(c) The Corporation (i) is the sole beneficial and record owner of the Shares holding good and valid title thereto and has full power, legal capacity and corporate authority to transfer and sell the Shares to Purchaser, (ii) possesses all right, title and interest in and to the Shares, free and clear of all Encumbrances, and (iii) there are no options, warrants, agreements, rights or other commitments of, or granted by, the Corporation, which entitles or, if exercised, could entitle, any Person to purchase or otherwise acquire any or all of the Shares being sold hereunder.
(d) All of the Shares were issued in material compliance with applicable laws. No Shares were issued in violation of any agreement or commitment to which the Corporation is a party or is subject to or in violation of any preemptive or similar right of any individual, corporation, partnership, joint venture, limited liability company, governmental authority, unincorporated organization, trust, association or other entity.
(e) The representations and warranties of Forest set forth in Section 3.08 (Financial Statements) of the Preferred Subscription Agreement are true and correct as of the date hereof and as of the Closing.
(f) Upon the transfer, assignment and delivery of the Shares and payment therefor in accordance with the terms of this Agreement, Purchaser shall own the Shares, free and clear of all Encumbrances, which such shares shall constitute 20% of the issued and outstanding shares of Common Stock. Immediately following the Closing, the Corporation shall hold 80 shares of Common Stock, which such shares shall constitute the remaining 80% of the issued and outstanding shares of Common Stock.
(g) Except for the representations and warranties expressly made by Purchaser and set forth in Section 2.01, the Corporation acknowledges that none of Purchaser or any other Person on behalf of Purchaser makes any other representation or warranty, express or implied, at law or in equity, to the Corporation with respect to Purchaser, the transactions contemplated by this Agreement, the Preferred Subscription Agreement or the Transaction Documents or any other matter whatsoever, and the Corporation (on behalf of itself and its Affiliates and its and their respective representatives) hereby expressly disclaims any other representations or warranties, whether implied or made by Purchaser or any other Person on behalf of Purchaser.
ARTICLE III
INDEMNIFICATION
Section 3.01 Purchaser understands the meaning and legal consequences of the representations, warranties and covenants contained herein.
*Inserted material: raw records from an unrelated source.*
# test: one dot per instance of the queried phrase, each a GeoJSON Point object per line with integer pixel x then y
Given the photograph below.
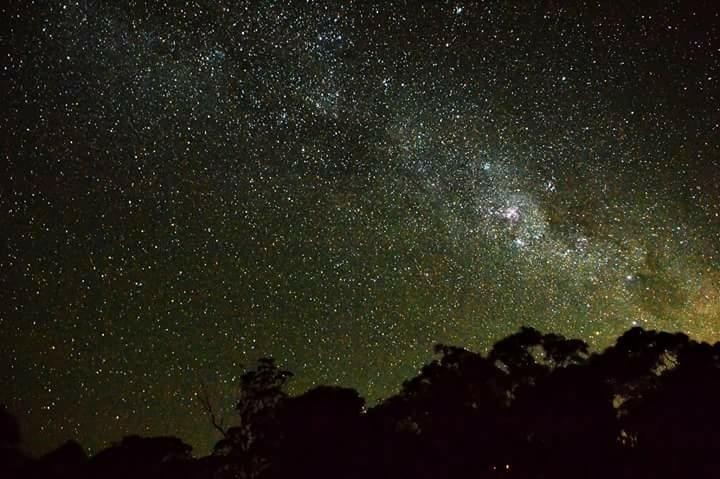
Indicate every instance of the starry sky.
{"type": "Point", "coordinates": [190, 185]}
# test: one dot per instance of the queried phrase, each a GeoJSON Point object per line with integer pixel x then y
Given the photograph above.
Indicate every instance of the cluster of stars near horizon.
{"type": "Point", "coordinates": [340, 185]}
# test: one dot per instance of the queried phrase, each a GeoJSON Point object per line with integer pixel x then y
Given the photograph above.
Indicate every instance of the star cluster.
{"type": "Point", "coordinates": [340, 185]}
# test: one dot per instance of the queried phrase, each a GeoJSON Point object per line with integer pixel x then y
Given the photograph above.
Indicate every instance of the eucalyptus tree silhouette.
{"type": "Point", "coordinates": [249, 445]}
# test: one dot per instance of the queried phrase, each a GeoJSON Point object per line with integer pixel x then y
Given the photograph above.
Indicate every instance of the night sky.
{"type": "Point", "coordinates": [189, 186]}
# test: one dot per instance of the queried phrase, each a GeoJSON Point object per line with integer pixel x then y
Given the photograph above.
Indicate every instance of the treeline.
{"type": "Point", "coordinates": [537, 405]}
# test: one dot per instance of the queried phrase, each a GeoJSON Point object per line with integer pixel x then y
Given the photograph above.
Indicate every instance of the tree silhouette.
{"type": "Point", "coordinates": [538, 405]}
{"type": "Point", "coordinates": [250, 443]}
{"type": "Point", "coordinates": [322, 433]}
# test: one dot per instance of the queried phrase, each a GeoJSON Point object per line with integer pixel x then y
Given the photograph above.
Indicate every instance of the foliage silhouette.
{"type": "Point", "coordinates": [537, 405]}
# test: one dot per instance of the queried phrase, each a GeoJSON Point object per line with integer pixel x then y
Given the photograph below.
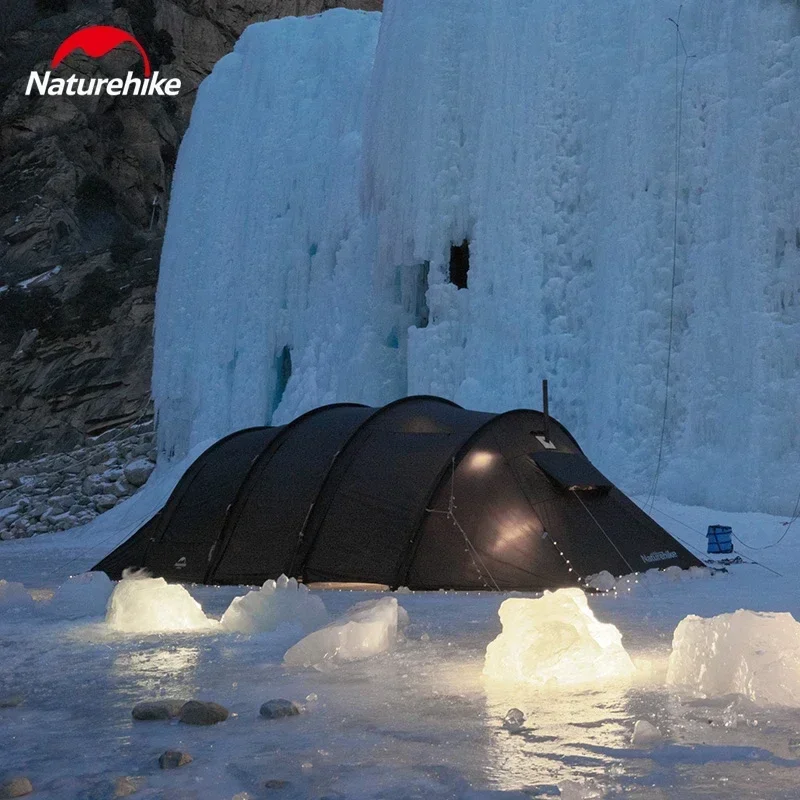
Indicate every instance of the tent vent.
{"type": "Point", "coordinates": [459, 264]}
{"type": "Point", "coordinates": [283, 370]}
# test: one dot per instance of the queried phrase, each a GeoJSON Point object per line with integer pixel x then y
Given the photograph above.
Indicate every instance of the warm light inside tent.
{"type": "Point", "coordinates": [481, 460]}
{"type": "Point", "coordinates": [555, 640]}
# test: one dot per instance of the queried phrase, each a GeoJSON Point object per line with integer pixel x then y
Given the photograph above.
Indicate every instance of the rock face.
{"type": "Point", "coordinates": [86, 185]}
{"type": "Point", "coordinates": [57, 492]}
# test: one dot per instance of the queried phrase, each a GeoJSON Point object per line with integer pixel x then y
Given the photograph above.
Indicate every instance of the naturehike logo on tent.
{"type": "Point", "coordinates": [663, 555]}
{"type": "Point", "coordinates": [96, 41]}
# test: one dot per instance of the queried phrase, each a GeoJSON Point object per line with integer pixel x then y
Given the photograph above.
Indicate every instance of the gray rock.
{"type": "Point", "coordinates": [172, 759]}
{"type": "Point", "coordinates": [102, 502]}
{"type": "Point", "coordinates": [197, 712]}
{"type": "Point", "coordinates": [122, 488]}
{"type": "Point", "coordinates": [276, 709]}
{"type": "Point", "coordinates": [169, 708]}
{"type": "Point", "coordinates": [137, 472]}
{"type": "Point", "coordinates": [11, 700]}
{"type": "Point", "coordinates": [127, 785]}
{"type": "Point", "coordinates": [15, 787]}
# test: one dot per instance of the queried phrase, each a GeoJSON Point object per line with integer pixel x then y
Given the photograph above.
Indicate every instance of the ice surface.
{"type": "Point", "coordinates": [419, 721]}
{"type": "Point", "coordinates": [366, 629]}
{"type": "Point", "coordinates": [151, 605]}
{"type": "Point", "coordinates": [276, 603]}
{"type": "Point", "coordinates": [14, 596]}
{"type": "Point", "coordinates": [326, 173]}
{"type": "Point", "coordinates": [557, 640]}
{"type": "Point", "coordinates": [84, 595]}
{"type": "Point", "coordinates": [754, 654]}
{"type": "Point", "coordinates": [645, 734]}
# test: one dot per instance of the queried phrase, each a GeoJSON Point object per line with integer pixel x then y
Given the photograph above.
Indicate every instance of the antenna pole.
{"type": "Point", "coordinates": [546, 410]}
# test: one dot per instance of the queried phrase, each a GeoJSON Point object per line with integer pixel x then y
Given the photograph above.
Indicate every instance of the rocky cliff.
{"type": "Point", "coordinates": [85, 187]}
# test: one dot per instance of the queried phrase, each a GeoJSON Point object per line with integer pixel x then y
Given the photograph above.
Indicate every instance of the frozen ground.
{"type": "Point", "coordinates": [416, 722]}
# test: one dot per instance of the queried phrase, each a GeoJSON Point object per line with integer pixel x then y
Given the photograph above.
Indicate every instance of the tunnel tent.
{"type": "Point", "coordinates": [419, 493]}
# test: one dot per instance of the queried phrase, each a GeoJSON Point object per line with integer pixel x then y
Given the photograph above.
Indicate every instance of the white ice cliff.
{"type": "Point", "coordinates": [331, 163]}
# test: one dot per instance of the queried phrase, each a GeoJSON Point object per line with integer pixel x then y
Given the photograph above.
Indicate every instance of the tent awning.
{"type": "Point", "coordinates": [570, 470]}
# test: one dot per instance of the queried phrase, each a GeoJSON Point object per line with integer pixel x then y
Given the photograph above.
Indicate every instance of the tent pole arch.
{"type": "Point", "coordinates": [235, 508]}
{"type": "Point", "coordinates": [332, 482]}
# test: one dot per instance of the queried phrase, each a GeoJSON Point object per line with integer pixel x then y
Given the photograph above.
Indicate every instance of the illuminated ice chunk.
{"type": "Point", "coordinates": [151, 605]}
{"type": "Point", "coordinates": [367, 629]}
{"type": "Point", "coordinates": [275, 603]}
{"type": "Point", "coordinates": [555, 639]}
{"type": "Point", "coordinates": [750, 653]}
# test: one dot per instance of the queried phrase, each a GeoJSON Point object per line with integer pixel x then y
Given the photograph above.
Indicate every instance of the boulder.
{"type": "Point", "coordinates": [137, 472]}
{"type": "Point", "coordinates": [172, 759]}
{"type": "Point", "coordinates": [149, 710]}
{"type": "Point", "coordinates": [277, 709]}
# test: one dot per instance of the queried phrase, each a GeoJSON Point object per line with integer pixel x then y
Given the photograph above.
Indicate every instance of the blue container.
{"type": "Point", "coordinates": [719, 539]}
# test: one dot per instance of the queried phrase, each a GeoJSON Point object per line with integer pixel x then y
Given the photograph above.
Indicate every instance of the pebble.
{"type": "Point", "coordinates": [513, 720]}
{"type": "Point", "coordinates": [275, 709]}
{"type": "Point", "coordinates": [127, 785]}
{"type": "Point", "coordinates": [172, 759]}
{"type": "Point", "coordinates": [11, 700]}
{"type": "Point", "coordinates": [15, 787]}
{"type": "Point", "coordinates": [197, 712]}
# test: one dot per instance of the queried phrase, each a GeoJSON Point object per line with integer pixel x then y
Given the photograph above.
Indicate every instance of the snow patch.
{"type": "Point", "coordinates": [754, 654]}
{"type": "Point", "coordinates": [555, 639]}
{"type": "Point", "coordinates": [367, 629]}
{"type": "Point", "coordinates": [275, 603]}
{"type": "Point", "coordinates": [151, 605]}
{"type": "Point", "coordinates": [84, 595]}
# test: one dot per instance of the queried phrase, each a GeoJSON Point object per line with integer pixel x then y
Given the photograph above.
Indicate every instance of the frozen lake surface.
{"type": "Point", "coordinates": [416, 722]}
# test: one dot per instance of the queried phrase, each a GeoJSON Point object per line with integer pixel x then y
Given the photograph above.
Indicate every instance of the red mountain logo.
{"type": "Point", "coordinates": [97, 41]}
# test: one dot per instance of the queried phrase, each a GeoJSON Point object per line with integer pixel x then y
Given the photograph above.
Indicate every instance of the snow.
{"type": "Point", "coordinates": [366, 630]}
{"type": "Point", "coordinates": [276, 603]}
{"type": "Point", "coordinates": [331, 162]}
{"type": "Point", "coordinates": [150, 605]}
{"type": "Point", "coordinates": [753, 654]}
{"type": "Point", "coordinates": [418, 720]}
{"type": "Point", "coordinates": [84, 595]}
{"type": "Point", "coordinates": [555, 640]}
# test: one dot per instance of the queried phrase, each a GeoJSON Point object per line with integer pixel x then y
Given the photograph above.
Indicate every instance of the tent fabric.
{"type": "Point", "coordinates": [420, 493]}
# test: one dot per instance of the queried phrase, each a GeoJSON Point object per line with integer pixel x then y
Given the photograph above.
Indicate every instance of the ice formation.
{"type": "Point", "coordinates": [326, 174]}
{"type": "Point", "coordinates": [555, 640]}
{"type": "Point", "coordinates": [151, 605]}
{"type": "Point", "coordinates": [750, 653]}
{"type": "Point", "coordinates": [276, 603]}
{"type": "Point", "coordinates": [367, 629]}
{"type": "Point", "coordinates": [84, 595]}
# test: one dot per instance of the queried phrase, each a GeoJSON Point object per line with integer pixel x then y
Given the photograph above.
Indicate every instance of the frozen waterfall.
{"type": "Point", "coordinates": [333, 162]}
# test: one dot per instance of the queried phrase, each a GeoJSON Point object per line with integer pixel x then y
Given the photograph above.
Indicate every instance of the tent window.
{"type": "Point", "coordinates": [459, 264]}
{"type": "Point", "coordinates": [283, 368]}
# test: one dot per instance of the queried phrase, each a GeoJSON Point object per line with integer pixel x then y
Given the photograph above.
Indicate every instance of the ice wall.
{"type": "Point", "coordinates": [544, 133]}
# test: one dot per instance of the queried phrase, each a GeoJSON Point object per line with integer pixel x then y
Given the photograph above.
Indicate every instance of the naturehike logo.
{"type": "Point", "coordinates": [96, 41]}
{"type": "Point", "coordinates": [663, 555]}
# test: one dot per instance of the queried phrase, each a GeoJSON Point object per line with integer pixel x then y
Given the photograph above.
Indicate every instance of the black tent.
{"type": "Point", "coordinates": [420, 493]}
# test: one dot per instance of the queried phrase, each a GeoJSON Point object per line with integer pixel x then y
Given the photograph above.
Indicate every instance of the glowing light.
{"type": "Point", "coordinates": [481, 460]}
{"type": "Point", "coordinates": [555, 640]}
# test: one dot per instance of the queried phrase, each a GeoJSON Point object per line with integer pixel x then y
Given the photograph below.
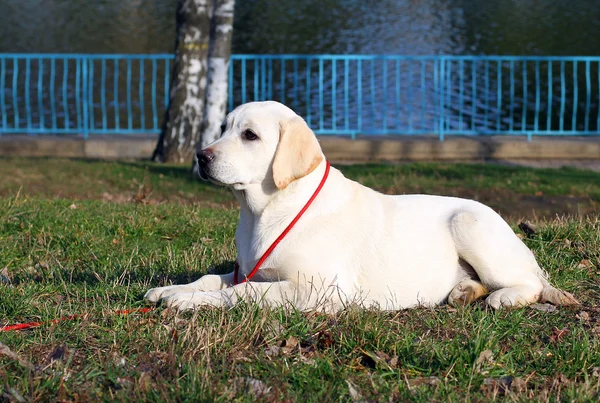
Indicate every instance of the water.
{"type": "Point", "coordinates": [412, 27]}
{"type": "Point", "coordinates": [408, 27]}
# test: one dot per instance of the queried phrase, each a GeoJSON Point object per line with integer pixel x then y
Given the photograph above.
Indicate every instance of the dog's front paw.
{"type": "Point", "coordinates": [182, 301]}
{"type": "Point", "coordinates": [158, 293]}
{"type": "Point", "coordinates": [154, 294]}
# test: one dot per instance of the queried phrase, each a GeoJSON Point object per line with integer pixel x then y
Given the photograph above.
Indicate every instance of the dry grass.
{"type": "Point", "coordinates": [79, 253]}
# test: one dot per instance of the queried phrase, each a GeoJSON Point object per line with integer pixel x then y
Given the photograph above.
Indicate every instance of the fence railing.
{"type": "Point", "coordinates": [336, 94]}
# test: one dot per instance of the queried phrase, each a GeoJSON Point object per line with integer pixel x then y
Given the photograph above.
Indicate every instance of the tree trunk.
{"type": "Point", "coordinates": [218, 68]}
{"type": "Point", "coordinates": [184, 117]}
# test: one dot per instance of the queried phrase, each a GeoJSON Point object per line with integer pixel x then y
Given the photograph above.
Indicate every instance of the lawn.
{"type": "Point", "coordinates": [90, 237]}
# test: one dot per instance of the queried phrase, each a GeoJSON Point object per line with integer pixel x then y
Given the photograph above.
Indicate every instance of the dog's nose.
{"type": "Point", "coordinates": [205, 156]}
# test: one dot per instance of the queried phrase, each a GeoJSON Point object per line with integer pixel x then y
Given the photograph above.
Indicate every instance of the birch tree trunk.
{"type": "Point", "coordinates": [218, 68]}
{"type": "Point", "coordinates": [183, 120]}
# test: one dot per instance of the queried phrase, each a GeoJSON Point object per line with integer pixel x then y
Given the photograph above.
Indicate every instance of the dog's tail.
{"type": "Point", "coordinates": [554, 295]}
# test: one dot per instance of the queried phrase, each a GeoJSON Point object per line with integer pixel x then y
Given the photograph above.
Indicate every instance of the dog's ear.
{"type": "Point", "coordinates": [298, 152]}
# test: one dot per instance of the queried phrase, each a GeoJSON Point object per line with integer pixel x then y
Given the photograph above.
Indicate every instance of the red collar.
{"type": "Point", "coordinates": [283, 234]}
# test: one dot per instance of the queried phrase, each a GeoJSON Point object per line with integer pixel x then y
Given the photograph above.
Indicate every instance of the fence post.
{"type": "Point", "coordinates": [84, 97]}
{"type": "Point", "coordinates": [442, 95]}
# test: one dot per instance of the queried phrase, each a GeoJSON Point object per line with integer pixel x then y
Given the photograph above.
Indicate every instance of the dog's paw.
{"type": "Point", "coordinates": [184, 301]}
{"type": "Point", "coordinates": [158, 293]}
{"type": "Point", "coordinates": [154, 294]}
{"type": "Point", "coordinates": [510, 298]}
{"type": "Point", "coordinates": [466, 292]}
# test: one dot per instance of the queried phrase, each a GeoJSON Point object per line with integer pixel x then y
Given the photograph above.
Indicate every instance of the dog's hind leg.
{"type": "Point", "coordinates": [502, 262]}
{"type": "Point", "coordinates": [465, 292]}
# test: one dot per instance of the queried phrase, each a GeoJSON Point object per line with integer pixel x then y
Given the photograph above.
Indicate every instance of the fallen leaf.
{"type": "Point", "coordinates": [558, 334]}
{"type": "Point", "coordinates": [486, 356]}
{"type": "Point", "coordinates": [256, 387]}
{"type": "Point", "coordinates": [528, 228]}
{"type": "Point", "coordinates": [58, 354]}
{"type": "Point", "coordinates": [585, 264]}
{"type": "Point", "coordinates": [502, 384]}
{"type": "Point", "coordinates": [7, 352]}
{"type": "Point", "coordinates": [424, 380]}
{"type": "Point", "coordinates": [544, 307]}
{"type": "Point", "coordinates": [354, 394]}
{"type": "Point", "coordinates": [5, 277]}
{"type": "Point", "coordinates": [584, 316]}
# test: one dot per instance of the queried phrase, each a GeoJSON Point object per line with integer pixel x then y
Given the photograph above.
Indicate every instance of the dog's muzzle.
{"type": "Point", "coordinates": [204, 158]}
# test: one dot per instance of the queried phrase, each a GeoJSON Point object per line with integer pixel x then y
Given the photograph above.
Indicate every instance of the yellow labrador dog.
{"type": "Point", "coordinates": [353, 244]}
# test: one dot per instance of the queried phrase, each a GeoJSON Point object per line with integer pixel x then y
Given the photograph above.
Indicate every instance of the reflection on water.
{"type": "Point", "coordinates": [409, 27]}
{"type": "Point", "coordinates": [413, 27]}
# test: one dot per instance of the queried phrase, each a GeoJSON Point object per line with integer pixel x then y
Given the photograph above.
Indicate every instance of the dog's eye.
{"type": "Point", "coordinates": [249, 135]}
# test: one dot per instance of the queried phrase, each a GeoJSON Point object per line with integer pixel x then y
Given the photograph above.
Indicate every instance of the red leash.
{"type": "Point", "coordinates": [264, 257]}
{"type": "Point", "coordinates": [23, 326]}
{"type": "Point", "coordinates": [30, 325]}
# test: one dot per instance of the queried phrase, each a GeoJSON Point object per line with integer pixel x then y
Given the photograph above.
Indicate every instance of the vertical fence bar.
{"type": "Point", "coordinates": [141, 96]}
{"type": "Point", "coordinates": [442, 95]}
{"type": "Point", "coordinates": [346, 94]}
{"type": "Point", "coordinates": [598, 117]}
{"type": "Point", "coordinates": [90, 96]}
{"type": "Point", "coordinates": [333, 94]}
{"type": "Point", "coordinates": [166, 83]}
{"type": "Point", "coordinates": [474, 94]}
{"type": "Point", "coordinates": [563, 90]}
{"type": "Point", "coordinates": [27, 95]}
{"type": "Point", "coordinates": [398, 94]}
{"type": "Point", "coordinates": [128, 94]}
{"type": "Point", "coordinates": [295, 90]}
{"type": "Point", "coordinates": [2, 101]}
{"type": "Point", "coordinates": [436, 92]}
{"type": "Point", "coordinates": [588, 94]}
{"type": "Point", "coordinates": [536, 122]}
{"type": "Point", "coordinates": [282, 81]}
{"type": "Point", "coordinates": [525, 103]}
{"type": "Point", "coordinates": [549, 109]}
{"type": "Point", "coordinates": [461, 92]}
{"type": "Point", "coordinates": [154, 112]}
{"type": "Point", "coordinates": [230, 84]}
{"type": "Point", "coordinates": [256, 70]}
{"type": "Point", "coordinates": [64, 91]}
{"type": "Point", "coordinates": [263, 79]}
{"type": "Point", "coordinates": [486, 84]}
{"type": "Point", "coordinates": [116, 94]}
{"type": "Point", "coordinates": [410, 97]}
{"type": "Point", "coordinates": [511, 115]}
{"type": "Point", "coordinates": [384, 96]}
{"type": "Point", "coordinates": [448, 81]}
{"type": "Point", "coordinates": [575, 97]}
{"type": "Point", "coordinates": [103, 94]}
{"type": "Point", "coordinates": [372, 91]}
{"type": "Point", "coordinates": [15, 92]}
{"type": "Point", "coordinates": [422, 95]}
{"type": "Point", "coordinates": [308, 106]}
{"type": "Point", "coordinates": [85, 101]}
{"type": "Point", "coordinates": [359, 92]}
{"type": "Point", "coordinates": [499, 96]}
{"type": "Point", "coordinates": [40, 92]}
{"type": "Point", "coordinates": [244, 88]}
{"type": "Point", "coordinates": [77, 94]}
{"type": "Point", "coordinates": [320, 94]}
{"type": "Point", "coordinates": [270, 79]}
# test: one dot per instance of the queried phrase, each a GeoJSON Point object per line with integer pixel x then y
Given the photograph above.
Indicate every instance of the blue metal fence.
{"type": "Point", "coordinates": [337, 94]}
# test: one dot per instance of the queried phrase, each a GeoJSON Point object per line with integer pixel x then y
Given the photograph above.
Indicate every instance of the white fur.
{"type": "Point", "coordinates": [353, 244]}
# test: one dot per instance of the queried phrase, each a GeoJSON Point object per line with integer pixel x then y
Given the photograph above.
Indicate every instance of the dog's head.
{"type": "Point", "coordinates": [261, 143]}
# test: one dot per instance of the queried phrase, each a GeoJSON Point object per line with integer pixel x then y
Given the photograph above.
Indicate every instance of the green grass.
{"type": "Point", "coordinates": [79, 236]}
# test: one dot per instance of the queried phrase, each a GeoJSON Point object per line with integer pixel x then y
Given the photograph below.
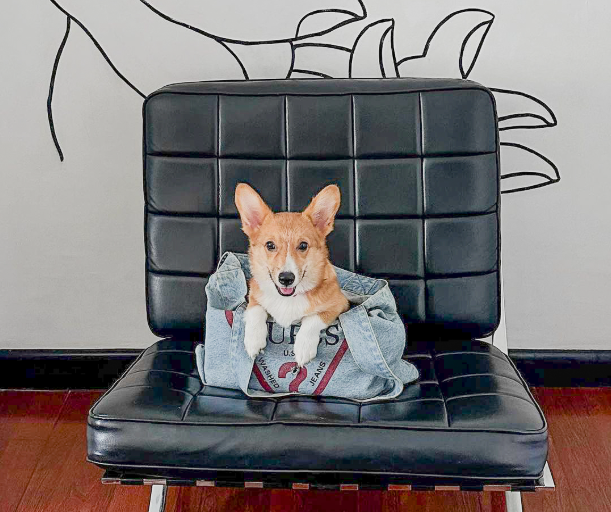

Purchaser hereby agrees to indemnify and hold harmless the Corporation and the Corporation’s directors, officers, stockholders, agents, Affiliates and legal counsel, from and against any and all loss, damage or liability (including reasonable attorneys’ fees) due to or arising out of a material breach of any representation, warranty or covenant of Purchaser contained in this Agreement; provided, that, subject to Section 3.03 and except in the case of Purchaser’s Fraud, the aggregate amount of indemnification available pursuant to this Section 3.01, if any, shall not exceed an amount equal to $10,000,000.
Section 3.02 The Corporation understands the meaning and legal consequences of the representations, warranties and covenants contained herein. The Corporation hereby agrees to indemnify and hold harmless Purchaser and Purchaser’s directors, officers, equity holders, agents, Affiliates and legal counsel, from and against any and all loss, damage or liability (including reasonable attorneys’ fees) due to or arising out of a material breach of any representation, warranty or covenant of the Corporation contained in this Agreement; provided, that, subject to Section 3.03 and except in the case of the Corporation’s Fraud, the aggregate amount of indemnification available pursuant to this Section 3.02, if any, shall not exceed an amount equal to $10,000,000.
Section 3.03 Notwithstanding anything to the contrary contained in this Agreement, none of Purchaser, the Corporation or any of their respective directors, officers, stockholders, agents, Affiliates or legal counsel shall be liable for special, punitive, exemplary, incidental, consequential or indirect damages or lost profits or diminution in value, whether based on contract, tort, strict liability, other applicable law or otherwise and whether or not arising from the other party’s sole, joint or concurrent negligence, strict liability or other fault for any matter.